Hablaba del viejo mundo, de antes del diluvio, antes de los milagros y antes del Edén, era distinto, infame. Creyente, pero blasfema, trenzaba mi boca y narraba pavorosas historias del padre y los ángeles del mundo. Decía que perdonaba a Dios por no haber nacido hombre, que, si él hubiera sido carne antes que Dios, los que están en el cielo no nos olvidaran. No nos juzgaran, en la muerte estaríamos solos, y solo nuestro sería el juicio.
Deambulé por la estación del tren, esperando el andén que me haría no volver, el amor que creí nunca llegaría, la perfección que solo la egoísta divinidad no otorgaría. Entre más avanzaba, la luz fluía como las olas y los colores eran acechados por fantasmas que susurraban como crear el nuevo mundo, piedra por piedra.
Envuelta entre tanta luz mi sombra me arrastraba al centro, como el hambre que no sacia, el amor que corresponde y no cesa, la epifanía natural de mi existencia y su consecuencia.
Allí estaba él: el ángel caído con las rodillas heridas, pero nadie escuchaba sus rezos. Sus manos sostenían vino, y al verme, se envolvió en sus alas rasgadas para que no viera su reloj, y no escuchara cómo las manecillas martillaban su pecho. Aun roto, tenía un aspecto prolijo, emanaba inocencia, y me cautivó.
Le pregunté: “¿A qué le temes? ¿Cuál es tu dolor?” “A la oscuridad que me rodea”, dijo sin ver a su alrededor, le temía a su sombra, la misma que su iluminación generaba en la estación, iluminaba, llenaba de vida el muerto lugar sin darse cuenta, ¡el brillo era de él y no de Dios! Le correspondía a él, si aquel nunca lo sintió.
Me contaba cómo fue desterrado al infierno, mientras yo acariciaba las heridas de sus alas, las miraba con perfección. Hablaba del ayer como si estuviera ante sus ojos, como si el hoy fuera un velo que ensombrecía su realidad. Creía que los demonios no son amados, gritan verdad, y son desterrados, pero los ángeles gritan desde su paraíso, donde la rueca da vuelta tras vuelta, donde todo permanece inalterable.
Esa noche amanecí entre sábanas de pieles blancas; aun con el ardor de la carne destrozada me arropó en la madrugada. Estaba desnuda frente a él, no como esposa del hombre, no como hija del rey, no como la hermana del hermano, solo un cabo suelto en el tiempo, sin destino ni propósito.

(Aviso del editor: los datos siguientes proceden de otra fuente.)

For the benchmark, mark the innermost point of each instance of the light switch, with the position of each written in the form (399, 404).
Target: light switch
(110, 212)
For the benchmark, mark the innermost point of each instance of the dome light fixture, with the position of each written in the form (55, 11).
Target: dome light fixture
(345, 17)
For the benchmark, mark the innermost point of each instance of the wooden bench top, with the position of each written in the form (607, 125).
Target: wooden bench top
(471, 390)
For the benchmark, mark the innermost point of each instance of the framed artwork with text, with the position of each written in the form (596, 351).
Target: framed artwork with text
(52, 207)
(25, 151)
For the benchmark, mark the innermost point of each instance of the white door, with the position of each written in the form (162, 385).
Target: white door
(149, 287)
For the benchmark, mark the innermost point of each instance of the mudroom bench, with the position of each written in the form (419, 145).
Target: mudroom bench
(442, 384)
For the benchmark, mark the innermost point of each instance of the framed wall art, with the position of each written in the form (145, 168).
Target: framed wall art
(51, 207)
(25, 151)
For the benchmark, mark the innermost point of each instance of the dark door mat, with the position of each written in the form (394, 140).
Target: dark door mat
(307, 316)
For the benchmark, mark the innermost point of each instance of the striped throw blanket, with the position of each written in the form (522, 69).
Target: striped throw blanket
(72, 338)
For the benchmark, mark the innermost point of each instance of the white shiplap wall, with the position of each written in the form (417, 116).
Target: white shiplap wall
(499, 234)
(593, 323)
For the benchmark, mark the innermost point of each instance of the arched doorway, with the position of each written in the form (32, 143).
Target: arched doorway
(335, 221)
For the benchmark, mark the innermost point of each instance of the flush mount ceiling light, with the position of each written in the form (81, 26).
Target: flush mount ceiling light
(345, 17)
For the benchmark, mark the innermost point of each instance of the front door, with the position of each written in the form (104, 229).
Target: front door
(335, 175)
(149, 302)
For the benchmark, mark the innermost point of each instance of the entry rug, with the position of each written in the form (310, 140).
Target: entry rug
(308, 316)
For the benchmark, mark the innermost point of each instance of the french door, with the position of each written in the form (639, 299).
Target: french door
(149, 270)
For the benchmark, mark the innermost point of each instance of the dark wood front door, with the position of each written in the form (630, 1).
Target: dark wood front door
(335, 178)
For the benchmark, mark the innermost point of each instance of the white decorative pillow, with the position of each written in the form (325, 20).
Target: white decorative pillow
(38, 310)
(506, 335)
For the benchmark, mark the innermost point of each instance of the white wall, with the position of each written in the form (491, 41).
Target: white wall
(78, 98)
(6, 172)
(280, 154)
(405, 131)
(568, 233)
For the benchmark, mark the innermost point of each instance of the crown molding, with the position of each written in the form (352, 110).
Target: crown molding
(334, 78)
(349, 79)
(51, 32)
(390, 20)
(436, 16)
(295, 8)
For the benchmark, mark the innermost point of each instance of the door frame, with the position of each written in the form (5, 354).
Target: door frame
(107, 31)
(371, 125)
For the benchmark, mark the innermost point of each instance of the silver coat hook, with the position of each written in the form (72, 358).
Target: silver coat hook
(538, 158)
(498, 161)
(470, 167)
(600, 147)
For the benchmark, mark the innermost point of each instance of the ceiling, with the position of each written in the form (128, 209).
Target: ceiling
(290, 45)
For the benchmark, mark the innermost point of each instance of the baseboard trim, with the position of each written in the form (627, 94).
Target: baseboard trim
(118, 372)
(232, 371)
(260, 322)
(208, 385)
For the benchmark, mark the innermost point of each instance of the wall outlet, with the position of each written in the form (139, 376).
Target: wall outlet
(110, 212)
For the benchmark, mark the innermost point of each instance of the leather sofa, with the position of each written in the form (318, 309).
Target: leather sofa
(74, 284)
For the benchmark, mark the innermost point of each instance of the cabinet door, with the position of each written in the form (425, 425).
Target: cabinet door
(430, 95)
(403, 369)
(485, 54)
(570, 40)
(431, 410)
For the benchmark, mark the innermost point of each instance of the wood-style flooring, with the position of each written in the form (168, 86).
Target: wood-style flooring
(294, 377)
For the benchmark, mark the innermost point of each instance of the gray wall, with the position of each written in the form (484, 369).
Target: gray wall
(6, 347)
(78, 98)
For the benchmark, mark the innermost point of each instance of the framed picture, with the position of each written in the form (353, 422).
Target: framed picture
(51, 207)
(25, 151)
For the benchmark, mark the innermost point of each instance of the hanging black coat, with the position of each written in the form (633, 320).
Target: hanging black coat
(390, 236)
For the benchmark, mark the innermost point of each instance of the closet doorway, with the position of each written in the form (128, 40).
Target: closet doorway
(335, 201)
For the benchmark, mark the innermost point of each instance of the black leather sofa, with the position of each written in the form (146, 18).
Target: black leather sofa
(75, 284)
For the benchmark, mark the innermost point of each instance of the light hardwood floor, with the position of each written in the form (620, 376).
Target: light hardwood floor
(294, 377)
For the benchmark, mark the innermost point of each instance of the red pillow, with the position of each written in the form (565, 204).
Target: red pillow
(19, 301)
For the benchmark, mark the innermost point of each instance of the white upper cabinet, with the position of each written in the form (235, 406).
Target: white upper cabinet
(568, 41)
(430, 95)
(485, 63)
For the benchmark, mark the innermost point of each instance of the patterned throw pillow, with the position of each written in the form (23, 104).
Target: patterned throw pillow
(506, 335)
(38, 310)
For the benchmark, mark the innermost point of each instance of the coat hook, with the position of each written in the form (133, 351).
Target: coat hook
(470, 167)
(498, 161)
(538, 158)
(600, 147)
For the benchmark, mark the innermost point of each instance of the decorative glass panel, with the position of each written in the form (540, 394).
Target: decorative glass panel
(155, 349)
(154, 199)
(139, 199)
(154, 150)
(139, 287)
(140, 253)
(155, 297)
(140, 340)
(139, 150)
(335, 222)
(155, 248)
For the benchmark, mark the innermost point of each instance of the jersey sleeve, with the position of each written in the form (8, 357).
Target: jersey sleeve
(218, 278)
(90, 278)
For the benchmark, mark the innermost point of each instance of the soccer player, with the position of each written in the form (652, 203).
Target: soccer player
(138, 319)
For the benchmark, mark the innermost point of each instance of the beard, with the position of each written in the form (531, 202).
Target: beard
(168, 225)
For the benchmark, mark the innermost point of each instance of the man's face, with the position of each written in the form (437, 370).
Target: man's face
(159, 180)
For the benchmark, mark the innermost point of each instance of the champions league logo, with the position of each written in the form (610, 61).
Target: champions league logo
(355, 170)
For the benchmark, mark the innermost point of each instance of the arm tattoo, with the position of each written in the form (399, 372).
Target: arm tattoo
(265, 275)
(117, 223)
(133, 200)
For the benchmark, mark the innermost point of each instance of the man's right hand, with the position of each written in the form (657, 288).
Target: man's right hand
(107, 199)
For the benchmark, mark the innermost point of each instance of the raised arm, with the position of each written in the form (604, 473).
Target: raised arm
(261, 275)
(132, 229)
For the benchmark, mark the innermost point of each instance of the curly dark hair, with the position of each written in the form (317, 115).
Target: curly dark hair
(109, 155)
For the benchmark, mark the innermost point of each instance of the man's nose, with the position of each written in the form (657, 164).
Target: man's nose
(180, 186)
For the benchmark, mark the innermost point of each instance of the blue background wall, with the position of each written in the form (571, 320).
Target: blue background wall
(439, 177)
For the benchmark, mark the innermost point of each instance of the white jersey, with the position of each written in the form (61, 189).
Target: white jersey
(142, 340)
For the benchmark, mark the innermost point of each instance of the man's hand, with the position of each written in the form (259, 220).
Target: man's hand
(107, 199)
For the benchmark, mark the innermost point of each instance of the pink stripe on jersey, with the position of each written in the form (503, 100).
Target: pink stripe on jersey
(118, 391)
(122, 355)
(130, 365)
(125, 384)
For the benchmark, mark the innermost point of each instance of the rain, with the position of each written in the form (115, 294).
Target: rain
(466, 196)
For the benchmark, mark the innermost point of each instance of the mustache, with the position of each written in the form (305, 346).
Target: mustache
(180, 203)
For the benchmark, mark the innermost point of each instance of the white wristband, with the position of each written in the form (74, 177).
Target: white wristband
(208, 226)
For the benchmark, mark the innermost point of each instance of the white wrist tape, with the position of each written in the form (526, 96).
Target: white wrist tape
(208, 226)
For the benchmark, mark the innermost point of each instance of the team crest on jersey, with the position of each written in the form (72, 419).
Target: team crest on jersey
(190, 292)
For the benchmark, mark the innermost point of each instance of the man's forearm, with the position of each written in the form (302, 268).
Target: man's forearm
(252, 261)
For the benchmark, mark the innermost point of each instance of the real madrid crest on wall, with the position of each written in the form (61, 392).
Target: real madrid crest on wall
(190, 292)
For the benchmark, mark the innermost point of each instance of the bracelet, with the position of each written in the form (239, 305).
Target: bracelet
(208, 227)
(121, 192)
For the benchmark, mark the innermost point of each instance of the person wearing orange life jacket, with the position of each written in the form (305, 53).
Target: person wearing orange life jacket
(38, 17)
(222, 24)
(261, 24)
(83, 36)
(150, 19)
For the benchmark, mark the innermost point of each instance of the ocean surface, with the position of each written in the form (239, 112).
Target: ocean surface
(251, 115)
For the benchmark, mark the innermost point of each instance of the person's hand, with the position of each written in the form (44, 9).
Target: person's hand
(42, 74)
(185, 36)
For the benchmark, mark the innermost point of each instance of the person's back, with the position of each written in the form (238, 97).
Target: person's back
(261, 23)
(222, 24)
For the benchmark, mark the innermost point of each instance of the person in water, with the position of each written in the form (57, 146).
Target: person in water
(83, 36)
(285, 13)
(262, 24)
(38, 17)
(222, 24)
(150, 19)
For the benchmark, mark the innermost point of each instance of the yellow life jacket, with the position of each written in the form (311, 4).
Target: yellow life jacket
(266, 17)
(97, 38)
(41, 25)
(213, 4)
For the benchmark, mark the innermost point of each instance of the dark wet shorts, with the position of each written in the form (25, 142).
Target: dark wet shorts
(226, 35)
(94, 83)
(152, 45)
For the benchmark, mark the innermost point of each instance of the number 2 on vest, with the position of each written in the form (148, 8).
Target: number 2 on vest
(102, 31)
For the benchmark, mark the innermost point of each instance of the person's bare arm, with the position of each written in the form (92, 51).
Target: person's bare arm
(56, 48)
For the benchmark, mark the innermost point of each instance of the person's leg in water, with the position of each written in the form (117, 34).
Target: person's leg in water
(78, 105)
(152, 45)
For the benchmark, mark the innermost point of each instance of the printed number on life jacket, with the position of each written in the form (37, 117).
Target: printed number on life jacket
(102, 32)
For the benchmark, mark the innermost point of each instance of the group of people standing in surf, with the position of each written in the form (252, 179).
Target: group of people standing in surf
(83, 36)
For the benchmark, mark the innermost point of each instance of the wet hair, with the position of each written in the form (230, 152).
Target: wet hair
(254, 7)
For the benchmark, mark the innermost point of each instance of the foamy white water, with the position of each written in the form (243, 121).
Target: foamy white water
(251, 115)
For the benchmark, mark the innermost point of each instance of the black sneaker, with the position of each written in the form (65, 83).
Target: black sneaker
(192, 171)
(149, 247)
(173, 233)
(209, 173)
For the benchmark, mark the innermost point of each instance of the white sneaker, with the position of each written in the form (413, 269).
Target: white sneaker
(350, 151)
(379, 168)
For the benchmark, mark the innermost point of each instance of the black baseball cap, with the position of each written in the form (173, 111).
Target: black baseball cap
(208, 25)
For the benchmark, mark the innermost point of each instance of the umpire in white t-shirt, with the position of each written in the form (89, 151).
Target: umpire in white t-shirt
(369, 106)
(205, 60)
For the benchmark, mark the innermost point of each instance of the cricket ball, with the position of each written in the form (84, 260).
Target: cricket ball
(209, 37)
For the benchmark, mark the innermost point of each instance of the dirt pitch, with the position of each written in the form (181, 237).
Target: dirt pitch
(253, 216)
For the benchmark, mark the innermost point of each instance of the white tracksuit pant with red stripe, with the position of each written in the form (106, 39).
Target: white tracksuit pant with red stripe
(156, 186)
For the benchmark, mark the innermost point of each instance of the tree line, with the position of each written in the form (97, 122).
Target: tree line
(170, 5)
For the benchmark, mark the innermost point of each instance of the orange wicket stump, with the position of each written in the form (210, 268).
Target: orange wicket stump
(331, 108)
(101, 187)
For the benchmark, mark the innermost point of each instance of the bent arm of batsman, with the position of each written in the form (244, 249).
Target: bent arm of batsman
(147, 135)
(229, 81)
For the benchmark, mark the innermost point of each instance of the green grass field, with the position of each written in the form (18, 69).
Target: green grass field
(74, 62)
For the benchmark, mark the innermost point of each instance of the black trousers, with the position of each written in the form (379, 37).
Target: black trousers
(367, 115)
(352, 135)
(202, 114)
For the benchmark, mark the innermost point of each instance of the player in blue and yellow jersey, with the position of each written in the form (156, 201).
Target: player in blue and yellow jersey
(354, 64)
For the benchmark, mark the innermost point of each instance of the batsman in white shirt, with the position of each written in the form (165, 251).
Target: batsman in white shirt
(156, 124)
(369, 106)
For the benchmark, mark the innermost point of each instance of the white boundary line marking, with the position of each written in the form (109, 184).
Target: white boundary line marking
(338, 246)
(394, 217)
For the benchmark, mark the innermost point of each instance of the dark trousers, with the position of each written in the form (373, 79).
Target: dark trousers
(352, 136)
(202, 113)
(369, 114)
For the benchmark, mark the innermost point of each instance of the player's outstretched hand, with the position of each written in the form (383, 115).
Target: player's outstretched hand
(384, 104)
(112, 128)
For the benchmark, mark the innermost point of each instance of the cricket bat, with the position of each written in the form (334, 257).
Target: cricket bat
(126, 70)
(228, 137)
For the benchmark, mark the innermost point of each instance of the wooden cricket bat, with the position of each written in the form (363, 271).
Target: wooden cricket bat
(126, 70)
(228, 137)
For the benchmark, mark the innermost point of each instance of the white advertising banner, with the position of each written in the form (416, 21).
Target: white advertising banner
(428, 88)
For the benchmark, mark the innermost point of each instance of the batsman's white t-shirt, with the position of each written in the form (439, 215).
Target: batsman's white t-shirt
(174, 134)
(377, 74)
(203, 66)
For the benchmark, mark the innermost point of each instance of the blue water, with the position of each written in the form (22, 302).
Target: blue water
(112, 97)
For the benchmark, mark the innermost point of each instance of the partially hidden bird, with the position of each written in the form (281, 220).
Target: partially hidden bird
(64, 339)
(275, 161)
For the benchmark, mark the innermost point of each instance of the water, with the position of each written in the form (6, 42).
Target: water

Vio mis defectos, y se alimentó de ellos, bebió de mí, y con mis lágrimas lavó sus heridas, cuidé sus alas para que, en el nuevo mundo, cuando el juicio corte el nudo que lo ata a mí, vuele al inframundo, y niegue mi existencia.
Despertaré sobresaltada, sabiendo que nada deja de ser, que todo permanece, solo la oscuridad me rodeará, sombras acechando eternamente, gusanos devorando mi mente, borrando todo rastro existente, si él ya no me siente. Así como él ascenderá a su laberinto, yo descenderé al mío.
El hilo rojo desgarrándose como telarañas desde su estómago hasta mis entrañas, entre más se aleje más me daña. Pero si una noche tira de él, despertaré sobresaltada, sabiendo que nada deja de ser, que todo permanece, que el nudo de nuestras almas no se desata, eh iré tras de él.